Pengusaha Was-was Daya Beli Masyarakat Loyo Imbas Kenaikan BI Rate
Keputusan Bank Indonesia (BI) menaikkan suku bunga acuan atau BI Rate di level 6,25 persen dikhawatirkan dapat membuat daya beli masyarakat menurun.
Penulis: Endrapta Ibrahim Pramudhiaz
Editor: Sanusi
Laporan wartawan Tribunnews.com, Endrapta Pramudhiaz
TRIBUNNEWS.COM, JAKARTA - Keputusan Bank Indonesia (BI) menaikkan suku bunga acuan atau BI Rate di level 6,25 persen dikhawatirkan dapat membuat daya beli masyarakat menurun.
Kamar Dagang dan Industri (Kadin) Indonesia mengungkap, ada potensi pelemahan daya beli masyarakat dan konsumsi domestik.
Menurut Wakil Ketua Umum Koordinator Bidang Organisasi, Hukum, dan Komunikasi Kadin Indonesia Yukki Nugrahawan, masyarakat akan mempertimbangkan untuk menabung dibandingkan konsumsi.
Baca juga: Sehari Usai Kenaikan BI Rate, IHSG dan Rupiah Kompak Ditutup Jeblok
Ia mengatakan, kredit konsumsi akan menjadi makin mahal dan penyaluran kredit sektor perbankan berpotensi menurun.
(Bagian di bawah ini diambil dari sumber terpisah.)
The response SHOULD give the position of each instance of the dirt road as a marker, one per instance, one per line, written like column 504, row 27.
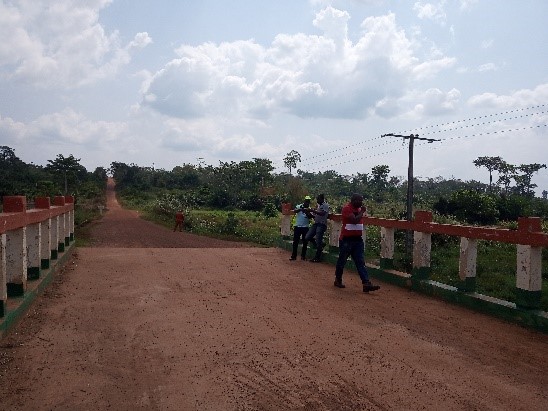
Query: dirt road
column 151, row 319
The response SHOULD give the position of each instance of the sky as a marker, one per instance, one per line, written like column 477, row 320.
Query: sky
column 161, row 83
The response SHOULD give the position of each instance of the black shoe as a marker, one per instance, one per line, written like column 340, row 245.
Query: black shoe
column 339, row 284
column 370, row 287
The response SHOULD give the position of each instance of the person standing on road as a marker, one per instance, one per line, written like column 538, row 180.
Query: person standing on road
column 316, row 232
column 179, row 220
column 351, row 242
column 302, row 223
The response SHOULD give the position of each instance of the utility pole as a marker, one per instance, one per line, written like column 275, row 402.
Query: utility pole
column 409, row 211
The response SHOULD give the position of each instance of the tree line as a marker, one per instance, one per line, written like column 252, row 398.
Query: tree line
column 253, row 185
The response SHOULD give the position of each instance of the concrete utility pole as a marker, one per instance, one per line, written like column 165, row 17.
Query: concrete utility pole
column 409, row 211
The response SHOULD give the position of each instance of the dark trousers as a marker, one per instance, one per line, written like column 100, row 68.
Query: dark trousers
column 352, row 246
column 298, row 234
column 315, row 234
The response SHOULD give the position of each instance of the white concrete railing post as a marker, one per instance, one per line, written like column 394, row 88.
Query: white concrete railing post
column 529, row 266
column 33, row 245
column 422, row 248
column 387, row 248
column 467, row 263
column 3, row 275
column 16, row 261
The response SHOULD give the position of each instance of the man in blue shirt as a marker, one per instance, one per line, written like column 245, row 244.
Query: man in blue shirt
column 302, row 223
column 316, row 232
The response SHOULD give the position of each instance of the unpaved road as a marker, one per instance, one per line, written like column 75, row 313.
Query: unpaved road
column 209, row 325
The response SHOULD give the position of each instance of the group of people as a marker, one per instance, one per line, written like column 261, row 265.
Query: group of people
column 350, row 240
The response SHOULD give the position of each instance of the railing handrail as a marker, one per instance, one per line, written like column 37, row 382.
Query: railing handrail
column 529, row 230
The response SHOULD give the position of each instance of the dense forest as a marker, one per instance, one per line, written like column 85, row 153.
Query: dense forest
column 252, row 185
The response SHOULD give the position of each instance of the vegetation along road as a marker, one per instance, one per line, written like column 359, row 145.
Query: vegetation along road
column 146, row 318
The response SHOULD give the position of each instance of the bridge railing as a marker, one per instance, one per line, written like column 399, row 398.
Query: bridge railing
column 30, row 239
column 528, row 238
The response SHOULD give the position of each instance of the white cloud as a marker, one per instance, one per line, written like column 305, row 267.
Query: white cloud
column 467, row 4
column 66, row 126
column 487, row 67
column 59, row 44
column 431, row 11
column 418, row 104
column 304, row 75
column 519, row 98
column 485, row 44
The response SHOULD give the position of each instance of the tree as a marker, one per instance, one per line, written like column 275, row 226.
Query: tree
column 68, row 166
column 523, row 182
column 491, row 164
column 291, row 160
column 506, row 173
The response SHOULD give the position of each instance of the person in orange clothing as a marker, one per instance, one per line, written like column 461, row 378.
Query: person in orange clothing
column 179, row 220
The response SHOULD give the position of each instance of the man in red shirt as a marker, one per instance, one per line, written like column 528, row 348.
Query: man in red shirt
column 351, row 242
column 179, row 220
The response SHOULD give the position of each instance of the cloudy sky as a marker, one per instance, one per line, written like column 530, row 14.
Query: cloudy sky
column 166, row 82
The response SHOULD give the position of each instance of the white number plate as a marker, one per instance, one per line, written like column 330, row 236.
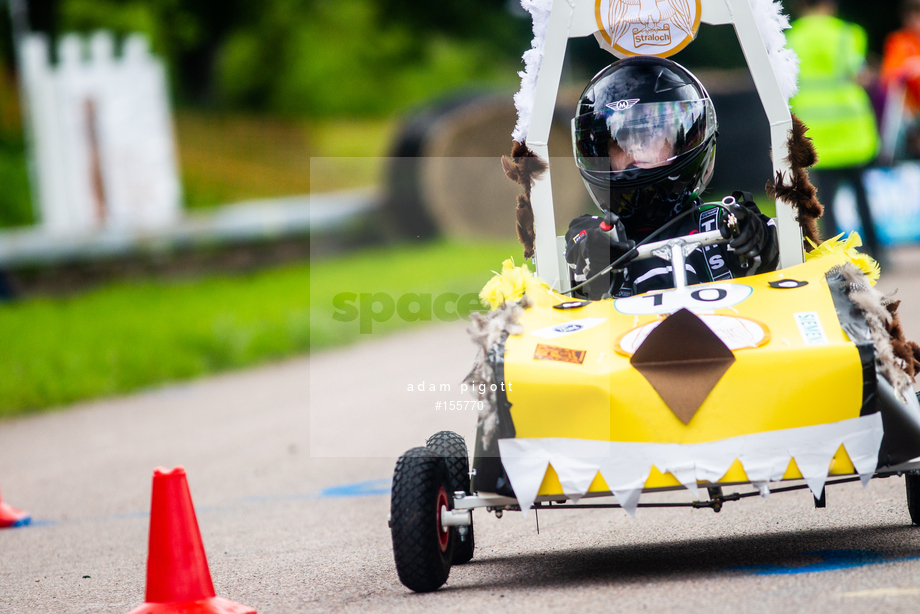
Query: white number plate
column 695, row 298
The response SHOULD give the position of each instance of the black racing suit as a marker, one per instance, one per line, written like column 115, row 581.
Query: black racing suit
column 711, row 263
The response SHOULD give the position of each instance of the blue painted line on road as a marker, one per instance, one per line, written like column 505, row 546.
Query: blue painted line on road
column 359, row 489
column 831, row 560
column 367, row 488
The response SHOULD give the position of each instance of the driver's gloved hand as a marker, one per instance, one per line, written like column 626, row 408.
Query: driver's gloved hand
column 598, row 249
column 747, row 231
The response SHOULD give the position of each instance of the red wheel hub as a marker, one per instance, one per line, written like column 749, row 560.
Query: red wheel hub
column 443, row 532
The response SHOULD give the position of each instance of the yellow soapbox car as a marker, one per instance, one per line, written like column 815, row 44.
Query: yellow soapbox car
column 782, row 380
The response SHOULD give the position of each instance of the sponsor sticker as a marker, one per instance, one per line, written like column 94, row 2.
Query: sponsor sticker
column 567, row 328
column 552, row 352
column 632, row 27
column 810, row 328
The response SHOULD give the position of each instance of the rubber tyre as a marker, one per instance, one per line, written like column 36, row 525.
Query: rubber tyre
column 912, row 484
column 422, row 560
column 452, row 448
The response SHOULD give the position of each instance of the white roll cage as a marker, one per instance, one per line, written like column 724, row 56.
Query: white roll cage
column 576, row 18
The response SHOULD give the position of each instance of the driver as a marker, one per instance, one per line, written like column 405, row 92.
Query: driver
column 644, row 138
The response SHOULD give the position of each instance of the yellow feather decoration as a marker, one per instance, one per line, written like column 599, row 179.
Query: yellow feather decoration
column 509, row 285
column 847, row 249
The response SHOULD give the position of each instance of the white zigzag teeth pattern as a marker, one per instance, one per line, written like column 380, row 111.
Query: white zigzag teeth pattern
column 625, row 466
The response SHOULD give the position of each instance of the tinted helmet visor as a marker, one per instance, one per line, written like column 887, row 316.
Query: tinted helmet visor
column 627, row 136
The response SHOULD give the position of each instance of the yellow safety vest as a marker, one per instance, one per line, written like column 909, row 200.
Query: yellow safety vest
column 835, row 108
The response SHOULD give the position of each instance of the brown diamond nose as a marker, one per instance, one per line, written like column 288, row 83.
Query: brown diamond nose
column 683, row 360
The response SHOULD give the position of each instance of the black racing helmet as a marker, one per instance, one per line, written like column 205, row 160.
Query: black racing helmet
column 644, row 136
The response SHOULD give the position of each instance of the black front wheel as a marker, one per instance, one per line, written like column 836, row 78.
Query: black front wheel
column 912, row 482
column 422, row 549
column 452, row 448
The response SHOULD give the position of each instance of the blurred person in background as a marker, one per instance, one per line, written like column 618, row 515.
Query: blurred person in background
column 836, row 108
column 901, row 79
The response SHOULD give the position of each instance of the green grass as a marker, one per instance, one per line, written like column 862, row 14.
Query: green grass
column 128, row 336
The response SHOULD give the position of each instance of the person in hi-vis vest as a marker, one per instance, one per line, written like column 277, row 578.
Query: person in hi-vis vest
column 836, row 108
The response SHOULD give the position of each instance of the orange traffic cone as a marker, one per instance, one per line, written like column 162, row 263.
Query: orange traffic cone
column 11, row 517
column 178, row 578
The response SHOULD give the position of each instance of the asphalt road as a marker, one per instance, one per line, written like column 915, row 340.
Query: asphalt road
column 289, row 467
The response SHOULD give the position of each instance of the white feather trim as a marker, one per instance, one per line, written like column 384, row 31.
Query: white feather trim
column 523, row 100
column 771, row 22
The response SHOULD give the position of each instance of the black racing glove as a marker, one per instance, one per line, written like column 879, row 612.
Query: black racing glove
column 598, row 249
column 748, row 233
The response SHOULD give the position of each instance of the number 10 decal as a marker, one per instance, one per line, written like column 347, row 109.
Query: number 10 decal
column 708, row 298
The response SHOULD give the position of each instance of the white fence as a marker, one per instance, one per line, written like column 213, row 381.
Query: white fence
column 103, row 151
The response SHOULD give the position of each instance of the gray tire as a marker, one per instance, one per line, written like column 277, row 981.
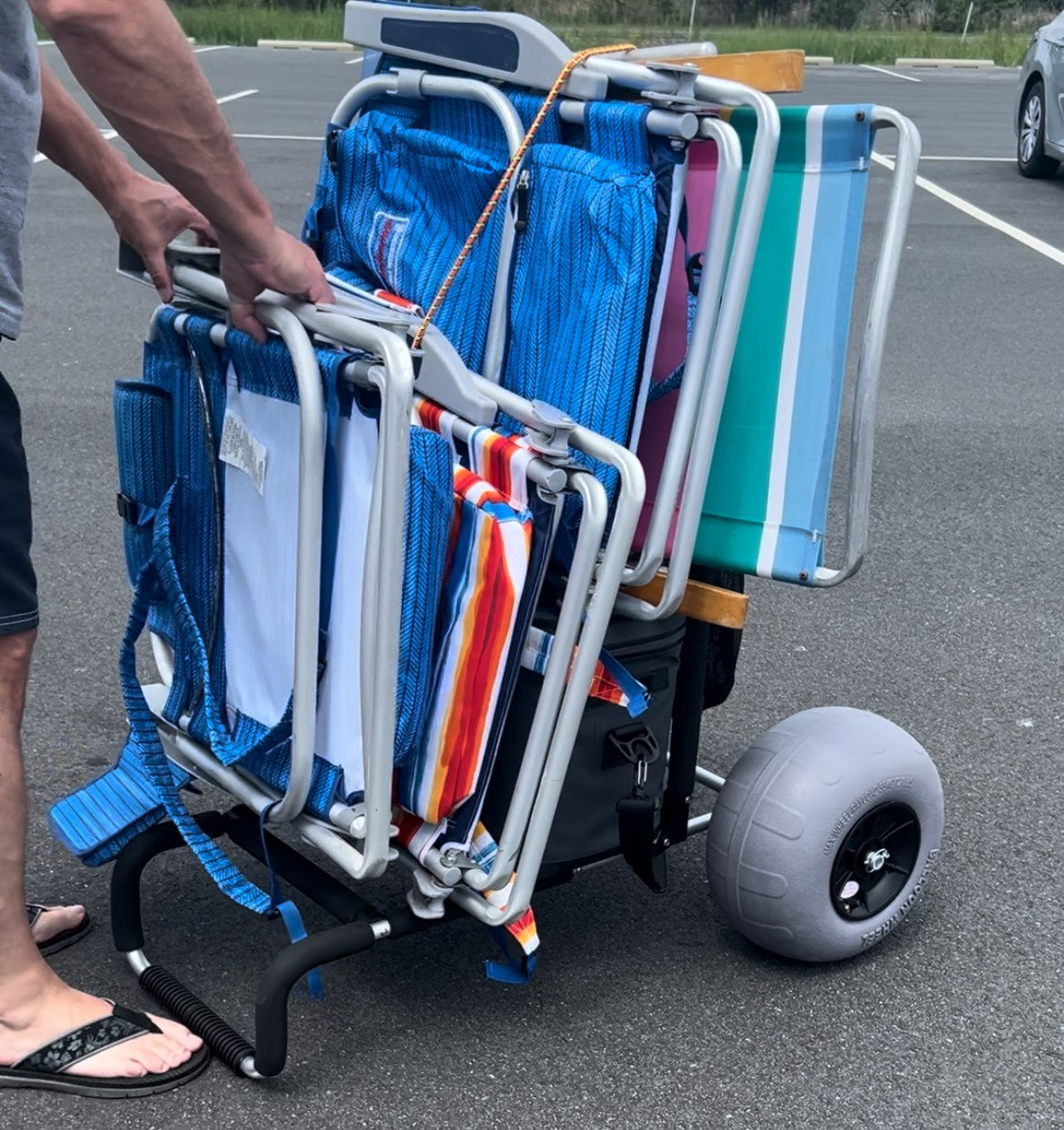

Ini mengurangi permintaan barang dan jasa.
"Kami berharap daya beli masyarakat dan konsumsi domestik tetap terjaga mengingat data BI dalam Indeks Keyakinan Konsumen (IKK) pada Maret tahun 2024 sebesar 123,8 atau di atas 100 yang artinya masyarakat masih mempunyai keyakinan positif pada perekonomian indonesia," kata Yukki dalam keterangan tertulis yang diterima Tribunnews, dikutip Jumat (26/4/2024).
Sementara itu, Yukki mengatakan ada juga beberapa potensi dampak yang memengaruhi dunia usaha usai kenaikan suku bunga BI.
Dunia usaha disebut akan melakukan kalkulasi ulang dan menahan upaya ekspansi usaha maupun investasi.
Selain itu, dunia usaha disebut juga akan mengatur kembali pos pengeluaran, termasuk penyesuaian biaya produksi yang nantinya mendorong kenaikan harga barang pada konsumen.
Baca juga: BI Rate Naik 25 Basis Poin Jadi 6,25 Persen di April 2024, Ini Alasannya
"Kenaikan bunga kredit juga akan meningkatkan beban kredit perusahaan, di mana dunia usaha akan mencoba alternatif mencari pembiayaan murah," ujar Yukki.
Menurut dia, jika terjadi dalam jangka panjang, siklus ini dapat berpengaruh untuk menahan pembukaan lapangan kerja baru.